Chef hopes to bring a little clarity to the future of its open-source and commercial software work Tuesday by taking a cue from the most successful open-source business model yet developed.
Later this year Seattle-based Chef will release a brand-new commercial product called the Chef Enterprise Automation Stack, which will be an enterprise-friendly distribution of Chef’s open-source work. Current projects and products — including Chef (now Chef Infra), Automate, Habitat, Workstation, and InSpec — will be released or relicensed as open-source projects under the Apache 2.0 license.
That means all of the code for the Enterprise Automation Stack will be developed within the open-source community, while Chef will package and deliver that code in a way that companies without world-class infrastructure talent can use. This is similar to how Red Hat, one of the earliest open-source companies in the tech industry, built itself into a $34 billion life raft for IBM by providing enterprise-oriented versions of Linux and Docker to companies that couldn’t or wouldn’t take on the task of integrating open-source projects into their businesses.

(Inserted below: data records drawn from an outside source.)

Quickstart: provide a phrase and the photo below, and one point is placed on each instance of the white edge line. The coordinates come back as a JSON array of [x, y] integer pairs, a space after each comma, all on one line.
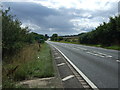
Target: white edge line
[[80, 72]]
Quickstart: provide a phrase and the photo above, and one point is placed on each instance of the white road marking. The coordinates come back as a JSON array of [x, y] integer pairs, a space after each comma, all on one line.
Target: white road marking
[[68, 77], [61, 64], [56, 53], [57, 57], [80, 72]]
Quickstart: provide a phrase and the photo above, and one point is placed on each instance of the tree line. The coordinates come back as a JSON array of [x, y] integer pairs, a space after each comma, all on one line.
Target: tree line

“We’ve been giving some thought to what business models we want for the next big chapter of the company,” said Barry Crist, CEO of Chef. There have been some twists and turns on this path for Chef, which struggled for a few years as it dealt with the rise of cloud computing and containers before retooling its products and posting what Crist has said was one of the best quarters in Chef’s history at the end of 2018.

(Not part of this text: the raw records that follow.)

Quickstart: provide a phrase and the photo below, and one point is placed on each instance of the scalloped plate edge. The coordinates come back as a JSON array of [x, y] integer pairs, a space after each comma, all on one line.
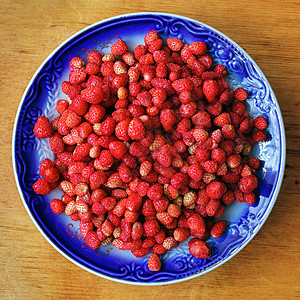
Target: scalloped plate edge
[[282, 154]]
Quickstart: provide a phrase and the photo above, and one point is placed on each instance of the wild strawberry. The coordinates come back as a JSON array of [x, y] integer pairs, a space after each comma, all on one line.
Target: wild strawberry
[[228, 131], [162, 83], [198, 48], [164, 157], [174, 210], [199, 249], [94, 57], [260, 123], [179, 180], [249, 198], [85, 227], [51, 174], [181, 234], [120, 80], [42, 128], [140, 252], [183, 84], [218, 229], [97, 179], [147, 59], [67, 187], [189, 198], [212, 207], [195, 171], [258, 136], [114, 181], [119, 67], [117, 149], [210, 89], [70, 208], [155, 192], [164, 218], [148, 208], [170, 243], [233, 161], [209, 166], [136, 129], [252, 162], [128, 58], [174, 44], [202, 118], [119, 48], [151, 228], [92, 240], [159, 141], [167, 118], [240, 94], [196, 223], [57, 206], [215, 189], [93, 94], [150, 37], [248, 183], [137, 149], [92, 69], [121, 130]]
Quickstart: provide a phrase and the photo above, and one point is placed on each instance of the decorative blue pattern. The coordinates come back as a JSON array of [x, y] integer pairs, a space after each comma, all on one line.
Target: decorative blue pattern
[[41, 96]]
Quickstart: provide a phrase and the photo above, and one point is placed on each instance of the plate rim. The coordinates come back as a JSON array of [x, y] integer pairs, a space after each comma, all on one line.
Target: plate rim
[[282, 154]]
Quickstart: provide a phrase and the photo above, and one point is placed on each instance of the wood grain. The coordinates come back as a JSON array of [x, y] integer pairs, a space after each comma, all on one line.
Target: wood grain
[[268, 267]]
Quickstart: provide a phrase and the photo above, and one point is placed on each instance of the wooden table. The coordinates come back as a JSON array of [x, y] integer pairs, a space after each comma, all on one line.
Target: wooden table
[[269, 267]]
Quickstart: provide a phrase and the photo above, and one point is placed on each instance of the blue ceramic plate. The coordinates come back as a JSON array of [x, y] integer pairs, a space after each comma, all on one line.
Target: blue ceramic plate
[[40, 98]]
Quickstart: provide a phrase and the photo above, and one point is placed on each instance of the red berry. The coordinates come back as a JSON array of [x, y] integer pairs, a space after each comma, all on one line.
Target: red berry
[[198, 48], [119, 48], [57, 206], [218, 229], [41, 186], [240, 94], [174, 44], [43, 128], [210, 90], [92, 240], [260, 123]]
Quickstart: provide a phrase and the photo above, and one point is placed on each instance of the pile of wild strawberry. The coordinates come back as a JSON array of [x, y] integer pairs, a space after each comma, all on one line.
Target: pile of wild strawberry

Before this change Chef — like a lot of other open-source companies of its era — sold commercial products based on proprietary code that added features to the open-source projects at the core of its product strategy. Current and potential customers often found it confusing, however, to figure out which product features came for free and which required a commercial license, said Corey Scobie, senior vice president of product and engineering at Chef.
“Despite the fact that our projects were all open source, that answer was different for every aspect of our portfolio. We wanted to substantially simplify that line,” Scobie said.
Current commercial customers of Chef won’t have to do anything right away, but Chef will stop supporting those current products 12 months after Tuesday’s announcement. In the interim, those customers can of course sign up for two different bundles of Chef’s projects under the Enterprise Automation Stack that will be “cost neutral” to existing customers, or license distributions of individual open-source projects such as the flagship Chef Infra project, Scobie said.
Customers that are using Chef on Amazon Web Services won’t see any change to the Opsworks product available through the cloud leader, and partnerships with Microsoft Azure and Google Cloud Platform are also unchanged.
Users who have built infrastructure around the existing open-source versions of Chef’s products will have to either acquire a commercial distribution of the software or work together in the open-source community to create a public distribution, which would technically be a fork of those projects. That’s unlike what Red Hat has done with Linux, sponsoring the Fedora distribution to ensure free access to the software.
However, there are a lot of large companies and independent developers that contribute to Chef’s open-source projects and might be willing to take on that challenge. And should that come to pass, “Chef wholeheartedly supports that approach, and will enthusiastically support and contribute to it if and when it does,” according to a company representative.
It has been an interesting year for enterprise tech companies built around open-source projects. As cloud computing has changed how end users build technology infrastructure to suit their needs, some open-source companies have come to believe the cloud companies are blocking their access to potential customers by releasing versions of open-source projects as cloud services, and changed their licensing terms to make that harder to do.
This has kicked off much debate about what it truly means to be open source and whether or not open-source development is destined for a future controlled by the whims of major cloud companies, since it could be much harder for independent companies to match their efforts. Open-source software has always been community driven, but more and more people are wondering if that is starting to look like a gated community.
Chef co-founder Adam Jacob, who stepped down from the company earlier this year but remains on the board, has been a vocal opponent of the restrictive licensing approach chosen by Redis Labs, MongoDB, and Confluent. Companies that encourage the free use of open-source projects to market commercial venture-backed releases of important enterprise-grade features were trying to create a “funnel strategy” for their salespeople, he told me last November.
“I think this is a good validation of where the actual value in our company comes from,” Jacob said in an interview last week. “There’s significant value in the production of the product itself, but there’s more to the product than just the software.”
Individuals using Chef’s projects or companies that want to evaluate it inside their operations will still be able to get a free limited-use license to the commercial distribution. However, if you want to use “the software to deploy or test systems or software in any environment that is used to get things to your production environments for commercial gain,” you’ll now need a commercial license, the company said.
Chef has raised $105 million from venture capital companies such as Ignition, DFJ, and Battery Ventures, with the last round of $40 million coming in 2015. The company generated cash during the second half of 2018, Crist said in an interview with GeekWire last year.